Dene

Print

A language of Canada

Alternate Names
Dëne Súline, “Chipewyan” (pej.)
Autonym
Dënesųłıné
Population

10,700 (2016 census).

Location

Northern Alberta, Saskatchewan, Manitoba, southeastern Northwest Territories (Snowdrift and Fort Resolution), Fort Smith, Fort Chipewyan, Wolliston Post, Buffalo Narrows, Brochet, and some communities in Reindeer Lake.

Language Status

6b (Threatened). Recognized language (1988, NWT Official Languages Act, Chapter 56 (Supplemented), Section 4), restricted official use.
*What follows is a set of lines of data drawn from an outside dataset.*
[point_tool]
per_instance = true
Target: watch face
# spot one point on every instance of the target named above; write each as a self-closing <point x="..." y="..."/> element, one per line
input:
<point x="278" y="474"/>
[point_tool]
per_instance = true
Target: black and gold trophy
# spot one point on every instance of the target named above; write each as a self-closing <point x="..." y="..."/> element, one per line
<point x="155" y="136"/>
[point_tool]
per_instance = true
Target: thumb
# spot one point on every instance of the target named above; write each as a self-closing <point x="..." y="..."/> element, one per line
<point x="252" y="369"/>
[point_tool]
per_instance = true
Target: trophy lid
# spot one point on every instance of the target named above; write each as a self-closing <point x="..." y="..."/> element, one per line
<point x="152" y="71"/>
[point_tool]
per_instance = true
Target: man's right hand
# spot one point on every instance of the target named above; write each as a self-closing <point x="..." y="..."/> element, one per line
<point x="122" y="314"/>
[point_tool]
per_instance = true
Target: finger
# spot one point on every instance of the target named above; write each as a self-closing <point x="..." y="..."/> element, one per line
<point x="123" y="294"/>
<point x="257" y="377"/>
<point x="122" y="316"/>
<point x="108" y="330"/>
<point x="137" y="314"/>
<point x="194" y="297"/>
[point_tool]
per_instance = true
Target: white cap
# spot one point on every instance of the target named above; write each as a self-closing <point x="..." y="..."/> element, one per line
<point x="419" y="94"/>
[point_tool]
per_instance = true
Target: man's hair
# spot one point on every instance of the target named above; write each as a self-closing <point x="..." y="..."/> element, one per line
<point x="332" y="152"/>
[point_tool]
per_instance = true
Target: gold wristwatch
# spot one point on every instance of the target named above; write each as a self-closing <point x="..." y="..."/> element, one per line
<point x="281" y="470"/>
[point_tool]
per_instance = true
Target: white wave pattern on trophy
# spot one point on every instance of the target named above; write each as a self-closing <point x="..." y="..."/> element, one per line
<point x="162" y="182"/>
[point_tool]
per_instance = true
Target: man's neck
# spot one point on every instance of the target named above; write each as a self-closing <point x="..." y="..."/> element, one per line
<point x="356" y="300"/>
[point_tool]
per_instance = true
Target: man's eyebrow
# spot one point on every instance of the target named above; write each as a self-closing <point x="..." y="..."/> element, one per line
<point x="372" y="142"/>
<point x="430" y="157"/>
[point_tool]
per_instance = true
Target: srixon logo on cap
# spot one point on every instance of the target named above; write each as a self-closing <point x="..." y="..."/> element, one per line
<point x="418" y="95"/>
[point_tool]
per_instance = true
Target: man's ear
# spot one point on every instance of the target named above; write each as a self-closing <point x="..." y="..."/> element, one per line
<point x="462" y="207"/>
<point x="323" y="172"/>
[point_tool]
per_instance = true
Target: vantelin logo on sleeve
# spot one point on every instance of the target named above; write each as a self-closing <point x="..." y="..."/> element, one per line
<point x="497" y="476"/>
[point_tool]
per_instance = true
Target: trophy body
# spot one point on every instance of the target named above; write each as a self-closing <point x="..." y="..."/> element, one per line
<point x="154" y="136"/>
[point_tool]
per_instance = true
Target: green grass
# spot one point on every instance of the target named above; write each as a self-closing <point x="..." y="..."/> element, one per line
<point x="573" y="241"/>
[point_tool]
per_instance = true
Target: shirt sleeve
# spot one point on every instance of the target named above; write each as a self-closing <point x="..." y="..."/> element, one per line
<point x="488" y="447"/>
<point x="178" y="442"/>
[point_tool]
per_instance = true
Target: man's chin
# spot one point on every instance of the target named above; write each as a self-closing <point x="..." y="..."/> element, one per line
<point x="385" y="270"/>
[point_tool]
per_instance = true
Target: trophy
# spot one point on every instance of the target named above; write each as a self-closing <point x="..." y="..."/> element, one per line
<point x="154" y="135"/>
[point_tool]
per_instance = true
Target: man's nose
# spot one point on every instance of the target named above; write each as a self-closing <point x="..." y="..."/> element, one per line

Language of recognized indigenous peoples: Athabasca Chipewyan, Barren Lands, Birch Narrows, Black Lake, Buffalo River Dene, Chipewyan Prairie, Clearwater River Dene, Cold Lake, Deninu K’ue, English River, Fond du Lac, Fort McKay, Fort McMurray, Hatchet Lake, K’atlodeeche, Lutsel K’e Dene, Northlands Denesuline, Salt River, Sayisi Dene, Smith’s Landing, Yellowknives Dene.

Dialects

Yellowknife.

Language Use

Very few readers of Dëne. In La Loche some children still learn Dëne. Proportion of speakers much higher in some remote areas where some children are more fluent in Dëne than English [eng]. Also use English [eng].

Language Development
Literacy rate in L1: 1%–5%. Literacy rate in L2: 25%–50%. Dictionary. Grammar. NT: 1881.
Writing

Latin script [Latn]. Unified Canadian Aboriginal Syllabics script [Cans], no longer in use.